How is the user incentivized to upskill towards finding the right tool to "bring in", installing it and then using it to solve their problem.
How do we think about about the implications of bring your own tools, knowing that unlike plugin based systems (e.g,. Chrome/extensions), MCP servers can be unconstrained in behaviour - all running within your app
ondrsh|11 months ago
Long term close to 100%. Basically all long-running, user-facing applications. I'm looking through my dock right now and I can imagine using AI tools in almost all of them. The email client could access Slack and Google Drive before drafting a reply, Linear could access Git, Email and Slack in an intelligent manner and so on. For Spotify I'm struggling right now, but I'm sure there'll soon be some kind of Shazam MCP server you can hum some tunes into.
> How is the user incentivized to upskill towards finding the right tool to "bring in", installing it and then using it to solve their problem.
This will be done automatically. There will be registries that LLMs will be able to look through. You just ask the LLM nicely to add a tool, it then looks one up and asks you for confirmation. Running servers locally is an issue right now because local deployment is non-trivial, but this could be solved via something like WASM.
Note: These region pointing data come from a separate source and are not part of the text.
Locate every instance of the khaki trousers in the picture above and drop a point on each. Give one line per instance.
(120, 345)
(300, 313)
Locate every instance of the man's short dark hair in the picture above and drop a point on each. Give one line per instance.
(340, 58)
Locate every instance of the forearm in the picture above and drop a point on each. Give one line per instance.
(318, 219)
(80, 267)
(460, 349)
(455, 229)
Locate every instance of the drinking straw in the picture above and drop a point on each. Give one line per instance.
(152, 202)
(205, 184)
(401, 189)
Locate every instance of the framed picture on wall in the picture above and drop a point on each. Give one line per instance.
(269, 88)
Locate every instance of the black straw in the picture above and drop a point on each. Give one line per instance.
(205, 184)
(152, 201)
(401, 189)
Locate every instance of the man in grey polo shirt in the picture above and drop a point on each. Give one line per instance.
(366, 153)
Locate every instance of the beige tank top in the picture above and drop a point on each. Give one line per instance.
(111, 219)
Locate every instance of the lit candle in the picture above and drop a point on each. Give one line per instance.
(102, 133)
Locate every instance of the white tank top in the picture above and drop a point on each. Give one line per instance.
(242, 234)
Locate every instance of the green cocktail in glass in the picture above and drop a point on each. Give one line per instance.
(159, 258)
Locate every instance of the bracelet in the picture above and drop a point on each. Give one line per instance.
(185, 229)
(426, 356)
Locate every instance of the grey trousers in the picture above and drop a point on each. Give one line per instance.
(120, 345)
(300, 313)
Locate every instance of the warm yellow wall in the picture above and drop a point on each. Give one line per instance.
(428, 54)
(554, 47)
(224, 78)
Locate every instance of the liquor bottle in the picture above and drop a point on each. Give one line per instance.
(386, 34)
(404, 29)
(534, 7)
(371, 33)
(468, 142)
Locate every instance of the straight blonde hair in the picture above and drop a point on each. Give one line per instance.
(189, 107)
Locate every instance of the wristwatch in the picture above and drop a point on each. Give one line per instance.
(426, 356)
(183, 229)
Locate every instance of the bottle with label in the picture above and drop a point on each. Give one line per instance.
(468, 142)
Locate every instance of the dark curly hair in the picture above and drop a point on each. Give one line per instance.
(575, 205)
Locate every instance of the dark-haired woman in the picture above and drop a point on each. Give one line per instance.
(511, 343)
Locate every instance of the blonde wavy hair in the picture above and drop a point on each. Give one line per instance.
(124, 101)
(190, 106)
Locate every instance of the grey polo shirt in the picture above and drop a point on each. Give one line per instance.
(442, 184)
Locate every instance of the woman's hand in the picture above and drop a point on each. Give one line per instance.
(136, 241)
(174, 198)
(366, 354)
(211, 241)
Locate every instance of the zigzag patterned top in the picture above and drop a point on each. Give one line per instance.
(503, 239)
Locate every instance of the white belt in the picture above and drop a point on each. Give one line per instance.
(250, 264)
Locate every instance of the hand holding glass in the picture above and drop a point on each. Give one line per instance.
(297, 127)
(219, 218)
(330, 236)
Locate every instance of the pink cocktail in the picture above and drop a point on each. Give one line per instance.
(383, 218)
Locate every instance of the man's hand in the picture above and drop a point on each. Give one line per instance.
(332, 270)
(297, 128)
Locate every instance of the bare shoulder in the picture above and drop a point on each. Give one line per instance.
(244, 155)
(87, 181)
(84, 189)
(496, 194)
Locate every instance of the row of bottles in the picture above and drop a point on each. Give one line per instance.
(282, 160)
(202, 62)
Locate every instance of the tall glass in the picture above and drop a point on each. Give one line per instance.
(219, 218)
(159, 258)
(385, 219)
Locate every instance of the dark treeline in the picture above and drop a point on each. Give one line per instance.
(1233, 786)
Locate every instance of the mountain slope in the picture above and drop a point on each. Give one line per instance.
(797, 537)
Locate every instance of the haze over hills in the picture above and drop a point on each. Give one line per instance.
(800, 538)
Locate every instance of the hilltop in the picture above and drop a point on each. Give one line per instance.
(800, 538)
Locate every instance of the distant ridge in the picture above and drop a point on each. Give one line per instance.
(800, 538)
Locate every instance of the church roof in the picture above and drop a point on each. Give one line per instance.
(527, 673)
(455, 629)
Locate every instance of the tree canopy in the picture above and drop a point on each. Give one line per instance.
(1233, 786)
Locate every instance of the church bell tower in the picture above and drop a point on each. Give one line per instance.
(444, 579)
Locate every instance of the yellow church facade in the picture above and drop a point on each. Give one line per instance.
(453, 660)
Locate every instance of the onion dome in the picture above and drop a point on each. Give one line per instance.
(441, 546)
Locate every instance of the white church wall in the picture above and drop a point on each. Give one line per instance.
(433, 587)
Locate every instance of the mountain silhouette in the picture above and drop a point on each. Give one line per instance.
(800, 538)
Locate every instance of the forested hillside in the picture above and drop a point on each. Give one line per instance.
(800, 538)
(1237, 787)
> How do we think about about the implications of bring your own tools, knowing that unlike plugin based systems (e.g,. Chrome/extensions), MCP servers can be unconstrained in behaviour - all running within your app
There are actually 3 different security issues here.
#1 is related to the code the MCP server is running, i.e. the tools themselves. When running MCP servers remotely this obviously won't be an issue, when running locally I hope WASM can solve this.
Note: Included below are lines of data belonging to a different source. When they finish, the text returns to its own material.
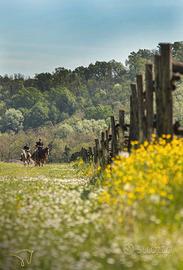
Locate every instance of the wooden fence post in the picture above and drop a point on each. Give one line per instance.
(96, 151)
(90, 152)
(167, 101)
(158, 95)
(103, 150)
(121, 133)
(149, 100)
(141, 114)
(114, 137)
(134, 123)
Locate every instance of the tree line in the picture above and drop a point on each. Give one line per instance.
(96, 92)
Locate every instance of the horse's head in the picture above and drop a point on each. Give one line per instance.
(47, 150)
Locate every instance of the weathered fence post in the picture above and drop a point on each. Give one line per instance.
(121, 130)
(149, 100)
(96, 151)
(166, 88)
(134, 123)
(141, 107)
(90, 153)
(114, 137)
(158, 94)
(103, 150)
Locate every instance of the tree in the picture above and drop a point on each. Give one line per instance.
(12, 120)
(136, 62)
(64, 99)
(98, 112)
(27, 98)
(37, 115)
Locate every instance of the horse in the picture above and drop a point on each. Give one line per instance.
(40, 156)
(25, 157)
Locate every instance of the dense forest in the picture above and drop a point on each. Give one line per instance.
(72, 103)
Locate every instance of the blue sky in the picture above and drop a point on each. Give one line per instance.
(40, 35)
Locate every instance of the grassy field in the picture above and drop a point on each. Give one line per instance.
(118, 223)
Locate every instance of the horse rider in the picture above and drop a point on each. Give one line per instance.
(26, 148)
(26, 151)
(39, 146)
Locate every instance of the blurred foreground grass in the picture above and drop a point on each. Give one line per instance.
(130, 219)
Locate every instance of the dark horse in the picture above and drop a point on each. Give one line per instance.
(40, 156)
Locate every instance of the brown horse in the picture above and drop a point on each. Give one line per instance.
(40, 156)
(25, 157)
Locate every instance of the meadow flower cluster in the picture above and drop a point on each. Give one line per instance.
(73, 225)
(151, 173)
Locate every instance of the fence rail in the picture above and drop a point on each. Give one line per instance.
(151, 110)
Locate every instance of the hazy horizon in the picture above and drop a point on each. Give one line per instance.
(39, 36)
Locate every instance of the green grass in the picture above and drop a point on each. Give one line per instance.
(54, 212)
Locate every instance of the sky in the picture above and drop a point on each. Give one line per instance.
(41, 35)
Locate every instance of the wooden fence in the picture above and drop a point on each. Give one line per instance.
(151, 110)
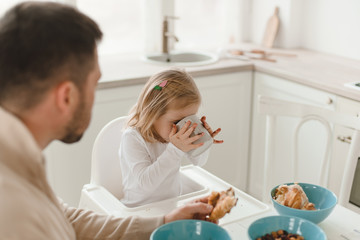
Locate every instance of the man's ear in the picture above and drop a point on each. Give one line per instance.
(67, 96)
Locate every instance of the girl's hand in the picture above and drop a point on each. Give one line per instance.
(182, 139)
(198, 209)
(212, 133)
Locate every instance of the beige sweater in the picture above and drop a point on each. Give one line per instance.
(29, 208)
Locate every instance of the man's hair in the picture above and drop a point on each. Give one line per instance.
(180, 90)
(40, 45)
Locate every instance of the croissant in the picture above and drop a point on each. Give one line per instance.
(222, 202)
(293, 196)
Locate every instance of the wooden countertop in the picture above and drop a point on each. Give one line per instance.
(318, 70)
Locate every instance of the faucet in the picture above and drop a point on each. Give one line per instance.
(166, 35)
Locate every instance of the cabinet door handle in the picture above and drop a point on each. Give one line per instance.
(344, 139)
(329, 101)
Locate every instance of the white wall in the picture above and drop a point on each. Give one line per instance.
(329, 26)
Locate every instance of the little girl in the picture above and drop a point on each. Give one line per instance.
(151, 148)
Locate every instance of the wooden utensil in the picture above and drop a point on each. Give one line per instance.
(258, 51)
(250, 55)
(271, 29)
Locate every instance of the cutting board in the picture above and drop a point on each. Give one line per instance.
(271, 29)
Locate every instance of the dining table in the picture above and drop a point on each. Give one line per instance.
(341, 224)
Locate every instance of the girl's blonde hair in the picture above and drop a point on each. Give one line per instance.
(153, 103)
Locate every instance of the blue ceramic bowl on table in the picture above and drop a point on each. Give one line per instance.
(294, 225)
(190, 229)
(324, 201)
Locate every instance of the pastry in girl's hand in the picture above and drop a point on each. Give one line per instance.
(293, 196)
(222, 202)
#2 is that MCP servers might be able to extract sensitive information via tool call arguments. Client applications should thus ask for confirmation for every tool call. This is the hardest to solve because in practice, people won't bother checking.
#3 is that client applications might be able to extract sensitive information from local servers via tool results (or resources). Since the user has to set up local servers themselves right now, this is not a huge issue now. Once LLMs set them up, they will need to ask for confirmation.
amerine|11 months ago
Well said.
freeone3000|11 months ago
ondrsh|11 months ago
HATEOAS is great for web-like structures because in each response it not only includes the content, but also all actions the client can take (usually via links). This is critical for architectures without built-in structure — unlike Gopher which has menus and FTP and Telnet which have stateful connections — because otherwise a client arriving at some random place has no indication on what to do next. MCP tackles this by providing a stateful connection (similar to FTP) and is now moving toward static entry points similar to Gopher menus.
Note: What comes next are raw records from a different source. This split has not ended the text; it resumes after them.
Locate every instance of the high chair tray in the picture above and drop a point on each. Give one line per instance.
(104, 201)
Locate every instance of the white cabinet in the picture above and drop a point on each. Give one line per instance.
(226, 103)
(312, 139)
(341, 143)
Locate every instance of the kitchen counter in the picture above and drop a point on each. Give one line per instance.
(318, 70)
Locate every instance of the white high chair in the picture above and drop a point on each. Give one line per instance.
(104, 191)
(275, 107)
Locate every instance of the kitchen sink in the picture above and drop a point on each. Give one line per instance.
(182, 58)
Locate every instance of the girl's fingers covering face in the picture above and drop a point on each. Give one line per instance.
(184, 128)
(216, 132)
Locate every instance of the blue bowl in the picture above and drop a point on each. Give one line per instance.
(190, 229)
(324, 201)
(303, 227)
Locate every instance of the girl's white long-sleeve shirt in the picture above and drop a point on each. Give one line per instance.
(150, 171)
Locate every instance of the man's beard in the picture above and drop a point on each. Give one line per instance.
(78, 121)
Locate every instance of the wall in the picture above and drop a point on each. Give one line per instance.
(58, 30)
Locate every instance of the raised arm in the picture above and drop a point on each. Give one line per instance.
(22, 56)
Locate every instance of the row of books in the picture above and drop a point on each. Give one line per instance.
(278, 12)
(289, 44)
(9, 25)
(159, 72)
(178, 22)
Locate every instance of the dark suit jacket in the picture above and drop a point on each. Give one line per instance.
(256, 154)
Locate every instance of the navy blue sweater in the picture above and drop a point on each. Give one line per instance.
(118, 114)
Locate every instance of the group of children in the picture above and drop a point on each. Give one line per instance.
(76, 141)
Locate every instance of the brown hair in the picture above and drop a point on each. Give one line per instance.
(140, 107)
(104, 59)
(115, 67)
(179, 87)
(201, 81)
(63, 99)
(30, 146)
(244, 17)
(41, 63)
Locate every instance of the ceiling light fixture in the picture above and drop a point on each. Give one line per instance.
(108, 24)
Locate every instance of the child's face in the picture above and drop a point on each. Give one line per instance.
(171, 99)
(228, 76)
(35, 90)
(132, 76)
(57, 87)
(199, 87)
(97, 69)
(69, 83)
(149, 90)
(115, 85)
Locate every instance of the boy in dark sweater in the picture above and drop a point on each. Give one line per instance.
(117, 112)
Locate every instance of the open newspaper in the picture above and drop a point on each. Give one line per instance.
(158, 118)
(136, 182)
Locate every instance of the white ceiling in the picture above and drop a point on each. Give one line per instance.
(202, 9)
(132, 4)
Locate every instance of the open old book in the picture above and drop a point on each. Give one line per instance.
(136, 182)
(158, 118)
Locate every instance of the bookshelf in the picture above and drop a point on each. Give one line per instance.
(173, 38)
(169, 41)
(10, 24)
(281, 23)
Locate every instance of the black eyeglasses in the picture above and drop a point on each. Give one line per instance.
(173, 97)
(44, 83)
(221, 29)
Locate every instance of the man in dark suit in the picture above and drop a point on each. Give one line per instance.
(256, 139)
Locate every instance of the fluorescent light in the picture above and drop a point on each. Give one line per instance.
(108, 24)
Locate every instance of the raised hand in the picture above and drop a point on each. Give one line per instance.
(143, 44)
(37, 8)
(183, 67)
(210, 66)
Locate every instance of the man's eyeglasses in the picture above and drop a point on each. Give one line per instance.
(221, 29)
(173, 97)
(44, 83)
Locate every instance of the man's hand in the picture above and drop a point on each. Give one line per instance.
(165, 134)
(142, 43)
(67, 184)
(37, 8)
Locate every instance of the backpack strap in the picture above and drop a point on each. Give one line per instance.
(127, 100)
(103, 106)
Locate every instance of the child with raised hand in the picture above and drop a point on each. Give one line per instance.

I specifically wrote about why pure HATEOAS should come back instead of MCP: https://www.ondr.sh/blog/ai-web
TeMPOraL|11 months ago
(Not even webshit is best used by REST, as evidenced by approximately every "REST" API out there, designed as RPC over HTTP pretending it's not.)
kblissett|11 months ago
ondrsh|11 months ago
Plugins have pre-defined APIs. You code your application against the plugin API and plugin developers do the same. Functionality is being consumed directly through this API — this is level 1.
MCP is a meta-protocol. Think of it as an API that lets arbitrary plugins announce their APIs to the application at runtime. MCP thus lives one level above the plugin's API level. MCP is just used to exchange information about the level 1 API so that the LLM can then call the plugin's level 1 API at runtime.
This only works because LLMs can understand and interpret arbitrary APIs. Traditionally, developers needed to understand an API at design-time, but now LLMs can understand an API at runtime. And because this can now happen at runtime, users (instead of developers) can add arbitrary functionality to applications.